Não é a nossa porque esses quadros expressam um além. É a nossa porque esse além não está antes nem depois de nós, mas exatamente aqui: é aquilo que está dentro de cada um. Melhor dizendo, aquilo que está subjacente: o sexo, as paixões, os sonhos. É a realidade que cada civilizado traz dentro de si, a realidade indomada.
Uma sociedade que nega a si própria e que fez dessa negação o trampolim dos seus delírios e utopias está destinada a reconhecer-se em Picasso, o grande niilista e, também, o grande apaixonado. A arte moderna foi uma sucessão ininterrupta de saltos e mudanças bruscas. A tradição, que fora a do Ocidente desde o Renascimento, foi rompida uma e outra vez, tanto por cada novo movimento e seus manifestos, quanto pelo surgimento de cada novo artista. Foi uma tradição que se apoiou na descoberta da perspectiva, isto é, numa representação da realidade que depende, simultaneamente, de uma ordem objetiva (a ótica) e de um ponto de vista individual (a sensibilidade do artista). A perspectiva impôs uma visão do mundo que era, ao mesmo tempo, racional e sensível.
Os artistas do século XX romperam essa visão de duas maneiras, ambas radicais: em alguns casos, pelo predomínio da geometria e, em outros, pelo predomínio da sensibilidade e da paixão. Essa ruptura esteve associada à ressurreição das artes das civilizações distantes ou extintas, bem como à irrupção das imagens dos selvagens, das crianças e dos loucos. A arte de Picasso encarna com uma espécie de fidelidade feroz - uma fidelidade feita de invenções - a estética da ruptura que dominou o nosso século.
O mesmo acontece com sua vida: não foi um exemplo de harmonia e conformidade com as normas sociais, mas de paixão e 'apaixonamentos'. Tudo aquilo que, em outras épocas, o teria condenado ao ostracismo social e aos porões da arte fez dele a imagem completa e exata das obsessões e dos delírios, dos terrores e das piruetas, das trapaças e das iluminações do século XX.
O paradoxo de Picasso, como fenômeno histórico, consiste em ser ele a figura representativa de uma sociedade que detesta representação. Melhor dizendo: prefere reconhecer-se nas representações que a desfigurem ou a neguem: as exceções, os desvios e as dissidências.
A excentricidade de Picasso é arquetípica. Um arquétipo contraditório, no qual fundem-se as imagens do pintor, do toureiro e do circense.

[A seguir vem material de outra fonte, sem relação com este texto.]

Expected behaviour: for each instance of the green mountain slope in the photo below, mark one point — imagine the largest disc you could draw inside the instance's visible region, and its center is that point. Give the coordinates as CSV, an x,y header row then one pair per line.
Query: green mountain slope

As três figuras foram tema e alimento de boa parte de sua obra e de alguns de seus melhores quadros: o ateliê do pintor com o cavalete, a modelo nua e os espelhos sarcásticos: a arena com o cavalo destripado, o matador que algumas vezes é Teseu e, outras, um boneco de serragem ensangüentado, o touro mítico ladrão de Europa ou sacrificado pela faca; o circo com a cavaleira, o palhaço, a trapezista e os saltimbancos com malhas cor-de-rosa e levantando pesos enormes ("e cada espectador busca em si próprio a criança milagrosa/Oh século de nuvens", Apollinaire, in Un Fantôme des Nuées).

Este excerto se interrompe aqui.